Generic Group Model

The Generic Group Model (GGM) is a model for analyzing the security of group-based cryptographic assumptions. It restricts adversaries to those that cannot exploit any special properties of how group elements are represented, interacting with the group only through an oracle. The model was independently proposed by Shoup Sho97 and Maurer Mau05; the two formulations differ in important ways.

Shoup’s Formulation

Let $(\mathbb{G},g,p)\leftarrow \mathsf{GrGen}(1^{\lambda })$ be a cyclic group of prime order $p$. A handle function is a random injection $\sigma :\mathbb{G}\to \{0,1{\}}^n$, which assigns each group element a unique opaque bit-string called a handle. The adversary is only ever given handles — never actual group elements — and must compute via oracle queries:

• Group operation: ${\mathcal{O}}_{\mathsf{op}}(\sigma (X),\sigma (Y))\to \sigma (X\cdot Y)$
• Inversion: ${\mathcal{O}}_{\mathsf{inv}}(\sigma (X))\to \sigma (X^{-1})$

Equality of group elements is implicit: since $\sigma$ is injective, two handles are equal iff the underlying elements are. An algorithm is generic (in Shoup’s sense) if it succeeds at a computational task for every choice of injection $\sigma$.
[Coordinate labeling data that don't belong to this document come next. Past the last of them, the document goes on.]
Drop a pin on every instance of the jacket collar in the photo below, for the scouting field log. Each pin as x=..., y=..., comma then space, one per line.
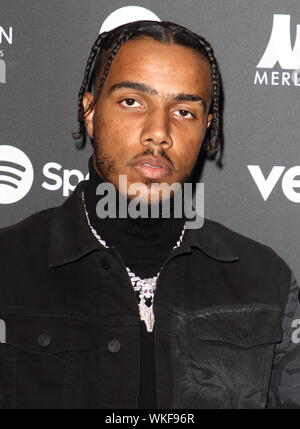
x=70, y=236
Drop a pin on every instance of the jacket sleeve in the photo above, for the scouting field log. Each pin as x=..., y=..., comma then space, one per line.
x=284, y=390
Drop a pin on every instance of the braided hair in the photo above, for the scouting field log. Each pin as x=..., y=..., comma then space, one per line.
x=107, y=46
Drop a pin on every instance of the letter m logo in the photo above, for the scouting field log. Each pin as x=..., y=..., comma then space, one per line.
x=280, y=47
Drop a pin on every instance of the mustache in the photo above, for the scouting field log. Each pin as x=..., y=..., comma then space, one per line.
x=152, y=152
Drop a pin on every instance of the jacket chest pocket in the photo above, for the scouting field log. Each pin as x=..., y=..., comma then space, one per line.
x=224, y=357
x=42, y=361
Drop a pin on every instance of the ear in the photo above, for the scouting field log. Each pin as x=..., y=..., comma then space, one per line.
x=88, y=118
x=209, y=119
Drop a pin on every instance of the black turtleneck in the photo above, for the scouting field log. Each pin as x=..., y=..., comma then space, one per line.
x=144, y=244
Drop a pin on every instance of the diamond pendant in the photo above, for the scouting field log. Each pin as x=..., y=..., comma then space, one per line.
x=146, y=314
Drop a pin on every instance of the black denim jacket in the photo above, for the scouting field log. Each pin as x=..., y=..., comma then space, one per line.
x=224, y=310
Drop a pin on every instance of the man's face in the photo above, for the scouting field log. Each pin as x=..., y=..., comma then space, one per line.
x=151, y=116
The key result of Shoup97 is that any generic algorithm solving DLOG, CDH, or DDH in a group of prime order $p$ must issue $\Omega (\sqrt{p})$ oracle queries. Combined with the Baby-step Giant-step algorithm, this is tight.

Maurer’s Formulation

In Maurer’s formulation, genericity is captured algebraically rather than via random encodings. A group of order $p$ is presented to the adversary via a surjective group homomorphism $\varphi :{\mathbb{Z}}_p^n\to \mathbb{G}$, where ${\mathbb{Z}}_p^n$ is the “label space.” The adversary sees only labels (elements of ${\mathbb{Z}}_p^n$), and queries a group operation oracle that computes $\varphi (\mathbf{u})\cdot \varphi (\mathbf{v})=\varphi (\mathbf{u}+\mathbf{v})$. An algorithm is generic if it succeeds for every such homomorphism $\varphi$.

This captures a different notion of independence from the group representation, and connects more naturally to the algebraic structure of ${\mathbb{Z}}_p$.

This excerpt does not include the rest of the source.